Typeface as the ultimate branding tool
For the past couple of years, we’ve been using our client projects as good excuses to experiment and improve our type design work. Things started simple, with us generating hand lettered logotypes and half expecting to start some new type families from these multiple studies. Our latest retail font release Tenez is a good example, stemming directly from a word mark we designed for Coralinda, a small shoe store in the countryside of Goiás.
As most of our business come from small/medium clients, most of them don’t have the budget nor need their own exclusive typeface. But more and more we’re finding uses for type design that go beyond having an exclusive typeface or a particular look for their brand.
The thing about designing brands is that we’re always afraid of how a brand will be implemented in real life and sometimes if it is going to be properly implemented at all. This, of course, is partly our responsibility. But once our work goes to the hands of our clients it is a bit nerve wrecking to see how the brand develops over time. How to address that? Guidelines are okay but sometimes lack some flexibility in embracing changes and improvements over time. We need tools, basic structures that make it easy for the client’s team to bring the brand to life smoothly and simply.

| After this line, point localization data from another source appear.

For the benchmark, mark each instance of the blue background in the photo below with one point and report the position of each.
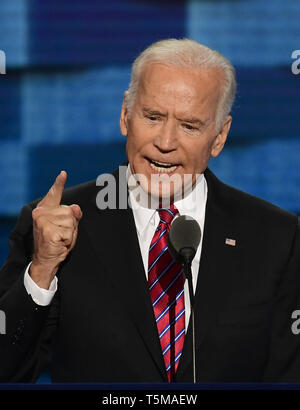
(68, 64)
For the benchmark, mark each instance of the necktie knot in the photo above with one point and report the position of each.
(166, 215)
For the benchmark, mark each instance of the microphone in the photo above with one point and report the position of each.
(183, 241)
(184, 238)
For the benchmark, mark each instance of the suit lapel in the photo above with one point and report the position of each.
(124, 262)
(217, 258)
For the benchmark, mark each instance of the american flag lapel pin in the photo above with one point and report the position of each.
(230, 242)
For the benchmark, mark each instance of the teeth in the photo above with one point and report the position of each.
(163, 169)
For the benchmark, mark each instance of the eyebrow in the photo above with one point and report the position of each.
(191, 120)
(153, 112)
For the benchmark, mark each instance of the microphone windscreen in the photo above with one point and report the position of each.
(185, 232)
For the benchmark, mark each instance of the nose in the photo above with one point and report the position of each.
(166, 137)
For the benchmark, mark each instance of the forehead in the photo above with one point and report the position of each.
(161, 83)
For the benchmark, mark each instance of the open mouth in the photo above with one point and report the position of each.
(162, 166)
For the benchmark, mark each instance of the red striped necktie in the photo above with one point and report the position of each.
(166, 286)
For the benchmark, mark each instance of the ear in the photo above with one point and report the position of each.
(124, 116)
(221, 138)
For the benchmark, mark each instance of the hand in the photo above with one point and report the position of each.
(55, 229)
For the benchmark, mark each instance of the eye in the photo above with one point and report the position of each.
(152, 117)
(189, 127)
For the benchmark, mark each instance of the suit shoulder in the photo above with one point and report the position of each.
(250, 206)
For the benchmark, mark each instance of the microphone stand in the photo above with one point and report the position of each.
(188, 255)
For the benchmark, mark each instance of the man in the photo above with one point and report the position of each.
(95, 293)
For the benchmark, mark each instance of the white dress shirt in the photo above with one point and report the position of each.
(146, 222)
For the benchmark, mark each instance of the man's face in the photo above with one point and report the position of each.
(171, 130)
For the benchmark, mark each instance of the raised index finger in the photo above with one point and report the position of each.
(54, 194)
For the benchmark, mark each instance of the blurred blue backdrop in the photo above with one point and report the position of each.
(68, 64)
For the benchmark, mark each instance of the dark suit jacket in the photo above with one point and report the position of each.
(100, 325)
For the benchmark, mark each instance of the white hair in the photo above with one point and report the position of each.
(190, 54)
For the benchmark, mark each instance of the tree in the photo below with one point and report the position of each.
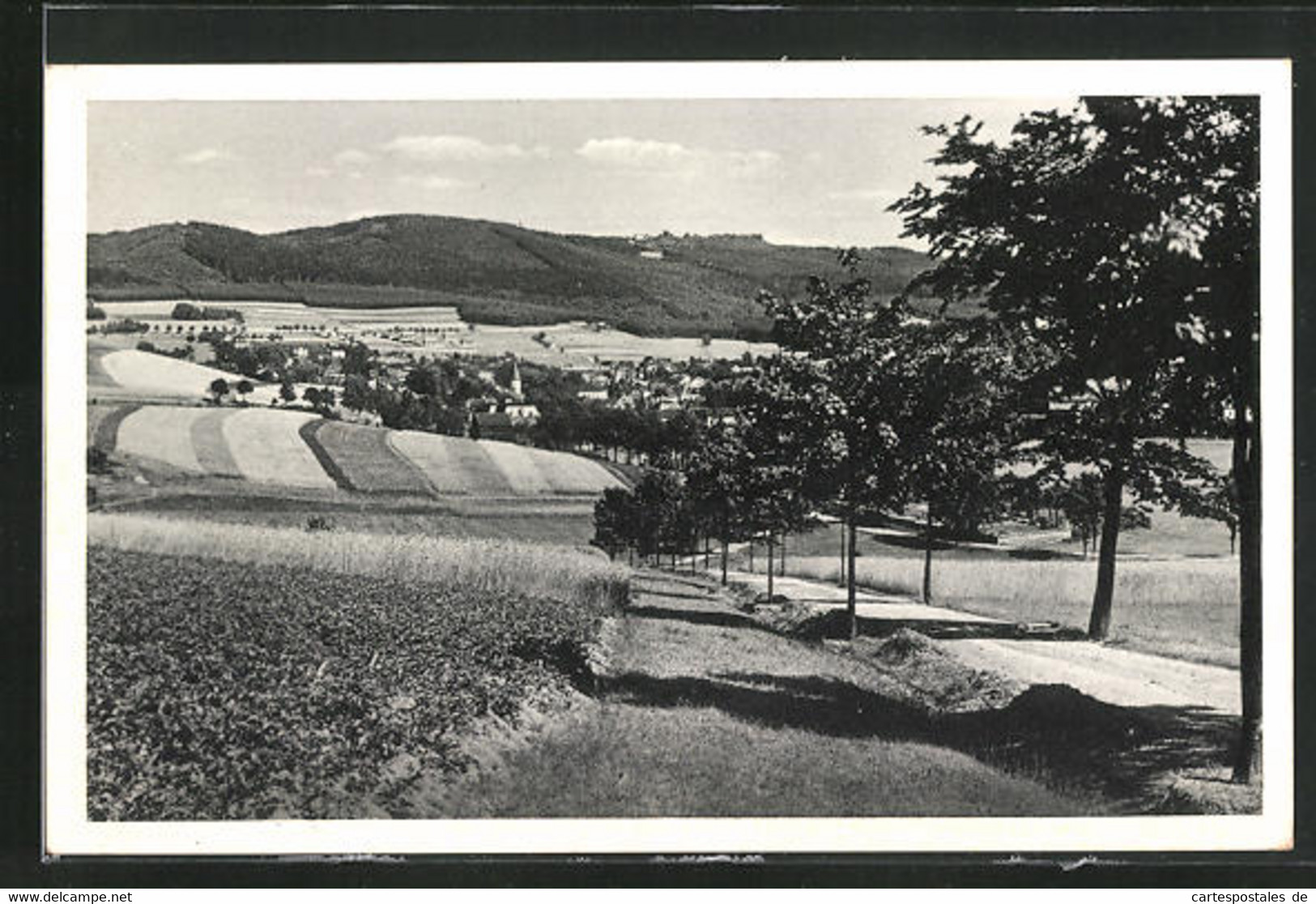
(219, 389)
(421, 382)
(1067, 240)
(777, 448)
(322, 399)
(614, 522)
(716, 483)
(356, 392)
(964, 420)
(1219, 501)
(1124, 234)
(838, 352)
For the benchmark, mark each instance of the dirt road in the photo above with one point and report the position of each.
(701, 711)
(1119, 676)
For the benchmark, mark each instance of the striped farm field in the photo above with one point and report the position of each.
(452, 465)
(267, 448)
(164, 434)
(298, 449)
(573, 474)
(519, 467)
(362, 458)
(208, 442)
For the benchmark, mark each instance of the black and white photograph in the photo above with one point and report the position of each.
(665, 457)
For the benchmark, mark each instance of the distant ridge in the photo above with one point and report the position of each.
(494, 273)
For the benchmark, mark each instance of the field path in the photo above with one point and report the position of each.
(1119, 676)
(701, 711)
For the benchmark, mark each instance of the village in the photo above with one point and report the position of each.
(415, 369)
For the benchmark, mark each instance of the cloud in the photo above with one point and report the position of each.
(351, 157)
(433, 181)
(882, 196)
(749, 164)
(648, 154)
(636, 151)
(461, 149)
(206, 156)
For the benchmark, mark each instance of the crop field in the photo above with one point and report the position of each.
(517, 466)
(158, 374)
(103, 424)
(459, 466)
(362, 458)
(526, 522)
(212, 450)
(162, 434)
(1181, 608)
(232, 690)
(267, 448)
(477, 565)
(452, 465)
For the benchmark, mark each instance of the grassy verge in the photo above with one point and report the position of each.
(1183, 608)
(699, 761)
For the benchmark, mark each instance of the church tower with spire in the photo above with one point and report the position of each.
(516, 381)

Turns out typefaces are just that, flexible tools that you can create and customize to perform specific tasks in the reality of this and that client.
Our first ever realization of this came when our typeface Motiva Sans was chosen by Valve to be the typeface for Steam and Steam OS. We were asked to design emojis for the typeface so they could use it on their chat feature. Having the icons in the same place as the font wasn’t a new idea, but made complete sense and that stuck in my mind for other potential projects and made me question what other roles could fonts play in branding projects.

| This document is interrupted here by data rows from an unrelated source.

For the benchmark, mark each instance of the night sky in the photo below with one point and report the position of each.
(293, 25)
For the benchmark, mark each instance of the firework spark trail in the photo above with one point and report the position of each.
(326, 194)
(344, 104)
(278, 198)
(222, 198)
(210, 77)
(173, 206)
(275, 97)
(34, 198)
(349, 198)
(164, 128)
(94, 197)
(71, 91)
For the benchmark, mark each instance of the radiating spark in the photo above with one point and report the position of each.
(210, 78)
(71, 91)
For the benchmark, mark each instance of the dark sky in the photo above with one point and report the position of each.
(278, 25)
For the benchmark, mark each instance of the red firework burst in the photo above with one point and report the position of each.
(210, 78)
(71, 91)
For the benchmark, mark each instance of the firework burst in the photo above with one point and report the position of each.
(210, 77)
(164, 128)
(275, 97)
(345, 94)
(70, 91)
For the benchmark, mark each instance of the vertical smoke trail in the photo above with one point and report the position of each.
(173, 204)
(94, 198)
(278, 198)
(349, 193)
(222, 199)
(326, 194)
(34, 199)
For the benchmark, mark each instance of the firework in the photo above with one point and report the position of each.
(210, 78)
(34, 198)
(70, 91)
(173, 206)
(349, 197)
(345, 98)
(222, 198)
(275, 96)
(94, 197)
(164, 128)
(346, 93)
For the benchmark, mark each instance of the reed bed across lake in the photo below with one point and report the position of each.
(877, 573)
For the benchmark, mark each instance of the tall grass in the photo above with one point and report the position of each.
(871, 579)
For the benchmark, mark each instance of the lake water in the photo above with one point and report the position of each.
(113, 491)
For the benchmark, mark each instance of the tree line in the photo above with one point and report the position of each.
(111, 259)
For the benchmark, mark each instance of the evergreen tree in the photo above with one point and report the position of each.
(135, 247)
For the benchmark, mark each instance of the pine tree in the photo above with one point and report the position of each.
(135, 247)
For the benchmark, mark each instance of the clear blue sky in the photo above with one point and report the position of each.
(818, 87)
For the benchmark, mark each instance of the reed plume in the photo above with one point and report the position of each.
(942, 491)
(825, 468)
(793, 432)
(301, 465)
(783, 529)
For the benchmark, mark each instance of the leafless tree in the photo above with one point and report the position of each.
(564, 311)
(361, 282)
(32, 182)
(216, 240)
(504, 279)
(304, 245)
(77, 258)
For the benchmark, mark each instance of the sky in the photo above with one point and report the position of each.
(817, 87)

We started experimenting with it with Eliezer Max, a school in Rio for which we created a set of tools for their design team — led by the excellent Mariana Ochs — to implement. It was the first time for us in which we did not create a set of closed files for the client to access and use rigidly. It was liberating and made us think harder on how this approach could work for other clients of ours.

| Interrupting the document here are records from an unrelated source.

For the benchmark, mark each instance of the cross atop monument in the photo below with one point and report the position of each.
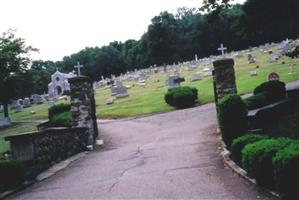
(78, 66)
(222, 49)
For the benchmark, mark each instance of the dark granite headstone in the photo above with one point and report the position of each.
(83, 106)
(224, 78)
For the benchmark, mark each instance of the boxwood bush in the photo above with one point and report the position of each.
(62, 120)
(240, 142)
(181, 97)
(286, 170)
(257, 159)
(57, 109)
(275, 90)
(232, 118)
(11, 173)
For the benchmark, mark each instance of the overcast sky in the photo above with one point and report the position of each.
(62, 27)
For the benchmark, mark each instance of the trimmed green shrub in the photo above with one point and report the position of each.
(232, 118)
(59, 108)
(11, 173)
(286, 170)
(62, 120)
(287, 126)
(240, 142)
(275, 90)
(257, 101)
(294, 53)
(257, 159)
(181, 97)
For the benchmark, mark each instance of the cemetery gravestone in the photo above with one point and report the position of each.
(5, 122)
(26, 103)
(195, 77)
(273, 76)
(18, 108)
(207, 72)
(109, 101)
(83, 106)
(174, 81)
(253, 73)
(14, 105)
(224, 78)
(37, 99)
(119, 90)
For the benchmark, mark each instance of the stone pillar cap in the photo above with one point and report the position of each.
(79, 79)
(223, 62)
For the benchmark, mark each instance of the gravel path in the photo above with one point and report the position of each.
(174, 155)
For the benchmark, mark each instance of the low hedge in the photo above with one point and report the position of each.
(11, 173)
(257, 159)
(62, 120)
(239, 143)
(286, 170)
(275, 90)
(232, 118)
(57, 109)
(181, 97)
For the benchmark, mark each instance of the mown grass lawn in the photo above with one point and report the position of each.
(150, 99)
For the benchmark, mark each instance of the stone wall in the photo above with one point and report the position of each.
(224, 78)
(83, 106)
(46, 147)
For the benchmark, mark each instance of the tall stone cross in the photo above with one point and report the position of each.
(222, 49)
(78, 66)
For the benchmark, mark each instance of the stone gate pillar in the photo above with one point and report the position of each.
(83, 106)
(224, 78)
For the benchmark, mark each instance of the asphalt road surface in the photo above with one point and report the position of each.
(173, 155)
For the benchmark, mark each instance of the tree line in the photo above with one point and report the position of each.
(175, 37)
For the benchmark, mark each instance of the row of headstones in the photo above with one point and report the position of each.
(18, 105)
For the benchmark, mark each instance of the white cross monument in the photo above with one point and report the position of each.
(222, 49)
(78, 66)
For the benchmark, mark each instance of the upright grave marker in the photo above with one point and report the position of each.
(224, 78)
(78, 67)
(273, 76)
(83, 106)
(222, 49)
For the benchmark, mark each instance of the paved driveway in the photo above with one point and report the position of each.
(173, 155)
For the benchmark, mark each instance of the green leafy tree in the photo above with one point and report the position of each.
(14, 59)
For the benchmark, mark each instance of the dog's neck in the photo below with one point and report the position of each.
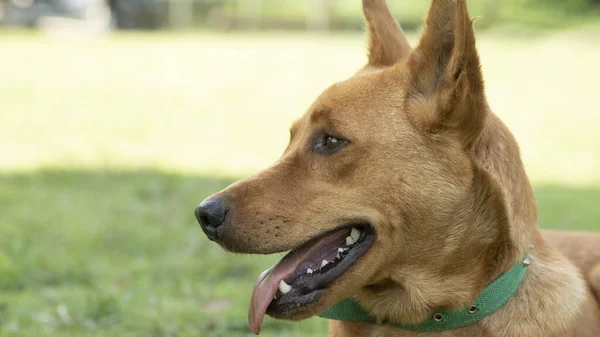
(501, 210)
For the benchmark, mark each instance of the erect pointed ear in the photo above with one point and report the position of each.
(445, 73)
(387, 43)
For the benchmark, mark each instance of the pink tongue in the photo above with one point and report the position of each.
(264, 290)
(268, 282)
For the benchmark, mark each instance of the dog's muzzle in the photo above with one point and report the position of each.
(212, 216)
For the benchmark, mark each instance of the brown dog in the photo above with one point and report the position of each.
(400, 188)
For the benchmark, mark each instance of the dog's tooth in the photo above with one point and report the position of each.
(284, 287)
(355, 234)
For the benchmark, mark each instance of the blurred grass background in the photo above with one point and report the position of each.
(107, 143)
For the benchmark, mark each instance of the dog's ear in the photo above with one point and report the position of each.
(387, 43)
(445, 75)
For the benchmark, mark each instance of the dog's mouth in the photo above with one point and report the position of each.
(298, 280)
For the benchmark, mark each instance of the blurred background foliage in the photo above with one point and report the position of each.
(110, 138)
(289, 14)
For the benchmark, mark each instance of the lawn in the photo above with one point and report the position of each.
(107, 145)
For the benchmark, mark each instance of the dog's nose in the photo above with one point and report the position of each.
(211, 214)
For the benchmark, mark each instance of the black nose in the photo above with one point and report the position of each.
(211, 214)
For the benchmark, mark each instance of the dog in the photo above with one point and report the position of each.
(401, 191)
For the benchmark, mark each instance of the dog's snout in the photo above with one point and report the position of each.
(211, 214)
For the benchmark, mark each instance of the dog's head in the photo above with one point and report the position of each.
(378, 172)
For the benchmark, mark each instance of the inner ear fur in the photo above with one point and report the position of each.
(445, 73)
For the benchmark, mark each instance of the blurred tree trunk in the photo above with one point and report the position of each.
(318, 16)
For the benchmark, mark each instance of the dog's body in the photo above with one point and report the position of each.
(408, 154)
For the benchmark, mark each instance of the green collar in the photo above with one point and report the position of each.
(492, 298)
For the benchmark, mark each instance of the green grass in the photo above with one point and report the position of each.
(139, 128)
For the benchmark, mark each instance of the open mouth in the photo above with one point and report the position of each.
(299, 279)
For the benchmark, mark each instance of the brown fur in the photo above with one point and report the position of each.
(440, 179)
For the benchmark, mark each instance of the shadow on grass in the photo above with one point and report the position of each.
(120, 253)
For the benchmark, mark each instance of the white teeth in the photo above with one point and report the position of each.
(355, 234)
(284, 287)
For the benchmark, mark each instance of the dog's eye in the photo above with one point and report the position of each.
(327, 144)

For them we created a set of grids, parameters for type setting (nothing out of the ordinary, just organized and easy to implement) and a custom titling font with layers that could be used together or separately for unity or diversity depending on context. For their many events, special occasions and applications, it made total sense. With a team of knowledgeable designers it didn’t represent a huge technical barrier to implement as well.
Then came Dariquim, one of our current clients. They are a team of three people traveling periodically to Minas Gerais to find the best Canastra Cheese and bringing it to a cosmopolitan clientele craving for the tastes of the countryside. They have little time to do all the chores involved in marketing, packaging and delivering their products to the clients. They are still small and dynamic in a way that it’s not feasible nor cost effective for them to have a design team to manage their identity for now.
So what we’re doing is setting up their basic identity supported by a custom typeface, in which we’re incorporating interesting features like our Queijim® OpenType feature. It works like this: Dariquim sells premium cheese by the portion, half, quarter, three-quarters, full. They need to communicate that in fairs and events they go to, so why not include a feature in which typing 1/2 generates the actual illustration of a half-cheese instead, making it simple and fun to create signage and ubiquitous applications such as posts on social media.
This is not exactly ground-breaking stuff. The insight came originally from SymbolSet fonts and other interesting web font services for icons and the such, in which typing things like Facebook generated a Facebook icon if the ligatures were activated and so on.
It’s taking this concept to build features specific to the clients that feels fresh, is relatively easy to implement and may be one of the possible ways to ensure a more systematic usage of the brand system in real life. Secretly it’s also a lot of fun for us too.
Whether this approach will yield better managed brands by our clients is still in contention. But it surely is rewarding to use this kind of approach to keep ourselves uncomfortable and on the tip of our type and design toes.